Aryloxypropanolamines were compared with the phenylethanolamines BRL 37344 and CL 316243, two β3-adrenoceptor agonists that exhibit low affinity (pKi: 3.75 for BRL 37344 and <3 for CL 316243) for α1-adrenoceptors (Leblais et al. 2004a). In contrast to aryloxypropanolamines, the effects of BRL 37344 and CL 316243 were independent of the precontractile agent used. CL 316243 had no contractile or relaxant effect in precontracted pulmonary arteries, suggesting a lack of α1-adrenoceptor agonist or antagonist activity with this compound. The lack of antagonist effect of CL 316243 on α1-adrenoceptors is further supported by its inability to antagonize the effect of phenylephrine. In both phenylephrine- and \({\text{PGF}}_{{2{\text{ $ \alpha $ }}}} \)-precontracted pulmonary arteries, a high concentration (≥30 μM) of BRL 37344 induced a slight relaxation. Compared with other cells and tissues (Granneman et al. 1991; Hoey et al. 1996), including vascular ones (MacDonald et al. 1999; Tamaoki et al. 1998), the weak potency of BRL 37344 observed here is not consistent with a β3-adrenoceptor-mediated effect. The relaxant response to high concentrations of BRL 37344, which was independent of the precontractile agent used, may partly result from its β2-adrenoceptor agonist property (Gauthier et al. 1999; Gibbs and Summers 2001; Shen et al. 1996). The potential antagonist effect of BRL 37344 against α1-adrenoceptors was further evaluated by its ability to displace the CRC to phenylephrine. In these experiments, BRL 37344 exerted an α1-adrenoceptor antagonist effect, but with a much weaker potency (pKb: 4.45) than the aryloxypropanolamines. It should be noticed that the profile of responses to BRL 37344 and CL 316243 does not support the existence of a relaxant role of β3-adrenoceptors in rat intralobar pulmonary artery. This deserves further investigation using other β3-adrenoceptor ligands.
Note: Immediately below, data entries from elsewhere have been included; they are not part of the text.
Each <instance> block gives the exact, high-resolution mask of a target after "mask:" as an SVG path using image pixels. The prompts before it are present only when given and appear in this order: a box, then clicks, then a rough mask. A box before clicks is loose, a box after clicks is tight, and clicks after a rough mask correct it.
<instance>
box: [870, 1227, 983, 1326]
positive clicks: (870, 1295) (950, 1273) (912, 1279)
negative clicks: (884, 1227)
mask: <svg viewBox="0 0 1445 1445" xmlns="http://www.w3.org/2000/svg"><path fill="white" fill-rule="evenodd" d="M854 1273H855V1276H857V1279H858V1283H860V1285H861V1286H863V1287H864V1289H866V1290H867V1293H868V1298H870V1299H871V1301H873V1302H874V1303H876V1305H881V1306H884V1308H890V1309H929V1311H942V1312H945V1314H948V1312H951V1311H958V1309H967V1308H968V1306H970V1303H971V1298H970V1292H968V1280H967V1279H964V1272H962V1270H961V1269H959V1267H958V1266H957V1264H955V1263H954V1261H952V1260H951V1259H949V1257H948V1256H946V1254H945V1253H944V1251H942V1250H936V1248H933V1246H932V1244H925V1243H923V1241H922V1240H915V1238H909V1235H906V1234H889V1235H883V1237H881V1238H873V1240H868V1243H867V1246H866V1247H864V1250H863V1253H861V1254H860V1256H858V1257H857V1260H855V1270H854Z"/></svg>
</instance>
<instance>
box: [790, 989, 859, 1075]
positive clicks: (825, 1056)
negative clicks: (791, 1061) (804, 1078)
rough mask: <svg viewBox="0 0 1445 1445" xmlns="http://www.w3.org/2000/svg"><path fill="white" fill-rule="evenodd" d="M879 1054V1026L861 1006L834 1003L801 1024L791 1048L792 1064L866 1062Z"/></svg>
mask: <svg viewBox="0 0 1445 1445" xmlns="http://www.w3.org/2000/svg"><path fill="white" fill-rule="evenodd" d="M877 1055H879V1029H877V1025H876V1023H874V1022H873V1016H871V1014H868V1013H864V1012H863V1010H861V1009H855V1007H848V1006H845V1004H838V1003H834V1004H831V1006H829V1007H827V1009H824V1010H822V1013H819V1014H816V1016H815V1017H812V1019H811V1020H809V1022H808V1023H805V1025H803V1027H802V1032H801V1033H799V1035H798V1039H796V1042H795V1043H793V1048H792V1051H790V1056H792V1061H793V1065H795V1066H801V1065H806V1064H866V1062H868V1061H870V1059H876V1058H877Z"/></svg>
It is concluded from this study and our previous one (Leblais et al. 2004a) that there is a close correlation between the binding affinity for α1-adrenoceptors of the β3-adrenoceptor ligands studied here and their antagonist potency for α1-adrenoceptors (in both cases, SR 59230A>bupranolol>CGP 12177>BRL 37344≫CL 316243). The key finding of the present study is that among the aryloxypropanolamines studied, bupranolol and SR 59230A, unlike CGP 12177, do not display partial α1-adrenoceptor agonist properties in rat pulmonary artery, even though SR 59230A elicited an α-adrenoceptor-independent contraction. Among the phenylethanolamines studied, BRL 37344 at high concentrations, but not CL 316243, also exerts an antagonist effect on α1-adrenoceptors in this artery. The α-adrenoceptor properties of some of these β3-adrenoceptor ligands should be considered when interpreting their effects, especially on vascular tone.